Enrique VIII y Ana Bolena tuvieron una hija que llegó (antes de -como era costumbre de la época- morir ejecutada) a Reina de Inglaterra bajo el muy original nombre para una reina inglesa (aunque ésta fue la primera en usarlo) de Isabel.
Y había un conde, el de Leicester, empeñado a toda costa en conquistarla.

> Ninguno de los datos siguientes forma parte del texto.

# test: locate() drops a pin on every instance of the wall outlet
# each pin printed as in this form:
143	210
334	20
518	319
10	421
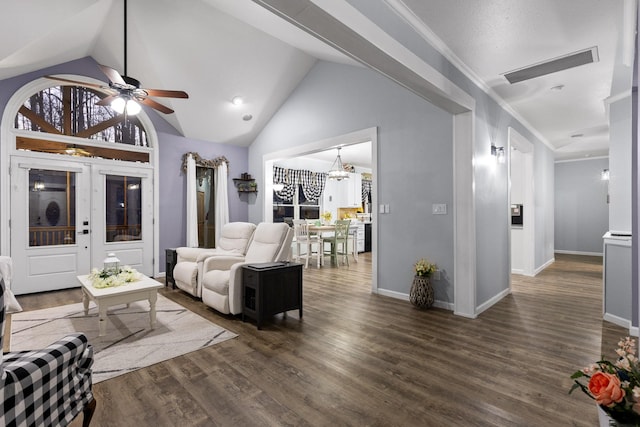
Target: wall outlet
439	209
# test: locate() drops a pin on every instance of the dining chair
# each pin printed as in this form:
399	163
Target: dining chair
307	240
339	242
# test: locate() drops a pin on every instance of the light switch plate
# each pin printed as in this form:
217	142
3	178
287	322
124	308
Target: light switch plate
439	209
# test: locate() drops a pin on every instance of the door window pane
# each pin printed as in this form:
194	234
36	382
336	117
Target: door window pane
123	207
52	210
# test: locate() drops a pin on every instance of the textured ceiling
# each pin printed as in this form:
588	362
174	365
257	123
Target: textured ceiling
218	49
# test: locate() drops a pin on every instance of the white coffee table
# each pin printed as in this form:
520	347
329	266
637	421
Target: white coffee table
145	288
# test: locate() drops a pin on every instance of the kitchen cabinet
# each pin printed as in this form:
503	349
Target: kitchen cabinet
354	191
342	194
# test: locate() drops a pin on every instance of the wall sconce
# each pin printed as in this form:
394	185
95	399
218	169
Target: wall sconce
498	153
38	185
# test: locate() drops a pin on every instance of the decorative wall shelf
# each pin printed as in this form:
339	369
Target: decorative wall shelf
246	184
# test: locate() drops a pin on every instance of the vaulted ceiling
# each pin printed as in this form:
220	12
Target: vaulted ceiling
218	49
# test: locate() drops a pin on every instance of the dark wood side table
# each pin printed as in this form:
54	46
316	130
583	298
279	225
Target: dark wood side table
271	288
171	257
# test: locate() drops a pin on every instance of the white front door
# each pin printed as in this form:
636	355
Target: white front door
122	212
50	224
67	215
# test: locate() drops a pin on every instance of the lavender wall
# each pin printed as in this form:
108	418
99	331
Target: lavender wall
171	145
173	185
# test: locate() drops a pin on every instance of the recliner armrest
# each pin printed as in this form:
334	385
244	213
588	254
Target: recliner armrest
224	262
191	254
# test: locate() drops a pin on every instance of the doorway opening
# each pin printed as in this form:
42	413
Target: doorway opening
521	205
328	146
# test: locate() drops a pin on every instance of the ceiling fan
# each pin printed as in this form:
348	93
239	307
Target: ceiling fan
124	93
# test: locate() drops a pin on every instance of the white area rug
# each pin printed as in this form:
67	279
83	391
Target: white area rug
129	343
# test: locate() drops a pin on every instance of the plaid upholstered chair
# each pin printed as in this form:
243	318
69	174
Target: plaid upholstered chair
48	387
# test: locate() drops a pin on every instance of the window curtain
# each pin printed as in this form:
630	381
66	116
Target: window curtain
281	176
192	203
312	183
222	197
366	191
220	165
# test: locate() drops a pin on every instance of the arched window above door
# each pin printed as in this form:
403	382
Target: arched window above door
74	111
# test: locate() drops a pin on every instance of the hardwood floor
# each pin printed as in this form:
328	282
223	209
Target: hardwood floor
362	359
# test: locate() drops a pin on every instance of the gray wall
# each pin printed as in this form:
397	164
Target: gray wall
172	183
581	209
491	184
620	164
414	167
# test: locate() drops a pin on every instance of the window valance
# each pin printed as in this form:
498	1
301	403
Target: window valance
366	190
206	163
312	183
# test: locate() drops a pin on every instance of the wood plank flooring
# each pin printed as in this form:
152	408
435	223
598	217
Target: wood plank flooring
361	359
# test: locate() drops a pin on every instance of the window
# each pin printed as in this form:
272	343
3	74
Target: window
74	111
297	208
123	208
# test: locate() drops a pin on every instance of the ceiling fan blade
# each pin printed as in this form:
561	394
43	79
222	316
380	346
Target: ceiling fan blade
113	75
75	82
153	104
107	100
167	93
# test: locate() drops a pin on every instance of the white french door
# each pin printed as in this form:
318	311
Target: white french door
122	212
66	215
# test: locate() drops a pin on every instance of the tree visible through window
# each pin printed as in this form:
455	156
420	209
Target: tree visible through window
73	111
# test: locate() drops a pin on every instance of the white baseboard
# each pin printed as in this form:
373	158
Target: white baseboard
543	266
617	320
488	304
558	251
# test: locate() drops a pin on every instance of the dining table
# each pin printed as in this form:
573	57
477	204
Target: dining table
331	228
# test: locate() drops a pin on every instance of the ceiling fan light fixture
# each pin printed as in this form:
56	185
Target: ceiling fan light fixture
121	104
337	171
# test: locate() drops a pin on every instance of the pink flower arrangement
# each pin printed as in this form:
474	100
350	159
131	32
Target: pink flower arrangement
615	386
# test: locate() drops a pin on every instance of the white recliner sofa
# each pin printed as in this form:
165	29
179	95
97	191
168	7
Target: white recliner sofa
234	240
222	275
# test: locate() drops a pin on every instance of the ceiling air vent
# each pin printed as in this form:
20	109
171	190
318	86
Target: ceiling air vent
586	56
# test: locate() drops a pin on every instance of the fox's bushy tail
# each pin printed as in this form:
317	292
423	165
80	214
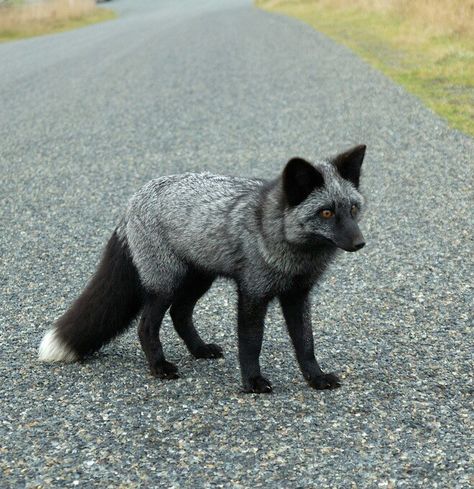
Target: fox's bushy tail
106	307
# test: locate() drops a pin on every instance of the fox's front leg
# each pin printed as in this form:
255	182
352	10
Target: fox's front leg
251	317
296	309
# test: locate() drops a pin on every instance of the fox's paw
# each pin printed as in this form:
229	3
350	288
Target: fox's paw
165	370
209	351
325	381
258	385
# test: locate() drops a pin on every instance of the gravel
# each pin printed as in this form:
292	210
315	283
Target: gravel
87	117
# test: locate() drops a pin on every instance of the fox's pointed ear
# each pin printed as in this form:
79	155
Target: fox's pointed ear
348	163
300	178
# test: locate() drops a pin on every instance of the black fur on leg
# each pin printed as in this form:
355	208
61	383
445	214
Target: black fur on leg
108	304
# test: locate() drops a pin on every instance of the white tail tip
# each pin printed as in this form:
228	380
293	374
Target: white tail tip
52	349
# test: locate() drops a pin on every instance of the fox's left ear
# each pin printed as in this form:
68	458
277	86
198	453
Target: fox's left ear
348	163
300	178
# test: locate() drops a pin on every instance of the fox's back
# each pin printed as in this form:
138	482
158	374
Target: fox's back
201	217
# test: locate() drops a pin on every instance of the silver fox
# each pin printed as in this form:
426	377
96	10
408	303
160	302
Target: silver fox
273	238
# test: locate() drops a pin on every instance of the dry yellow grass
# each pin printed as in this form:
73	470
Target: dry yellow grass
18	19
425	45
444	17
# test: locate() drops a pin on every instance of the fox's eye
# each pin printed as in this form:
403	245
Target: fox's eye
326	213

Como el amor es una de las enfermedades mentales que más altera a quien la sufre, al pobre conde no se le ocurrió otra cosa que intentar obtener los favores de su amada regalándole sin parar y ¡durante diecisiete días seguidos!, conciertos de trompeta adornados con fuegos artificiales y bailarinas vestidas de ninfas y doncellas que salían portando espadas de un lago, un lago que hizo construir especialmente para la ocasión.
Después de tan largo y rumboso espectáculo que acabo dejando en la más absoluta de las ruinas al conde, al pobre (ya "pobre" en todos los sentidos) no se le ocurrió otra cosa que pedirle a la afortunada señorita que se casara con él.
Y ella le dijo que no.
Aunque las comparaciones sean odiosas y (tanto para bien como para mal) a uno siempre le duele más el dolor de muelas propio que una operación a corazón abierto que le hagan al vecino de abajo, no está de más saber que, al menos en cuestiones amorosas, siempre hay quien nos supera a la hora de hacer el tonto.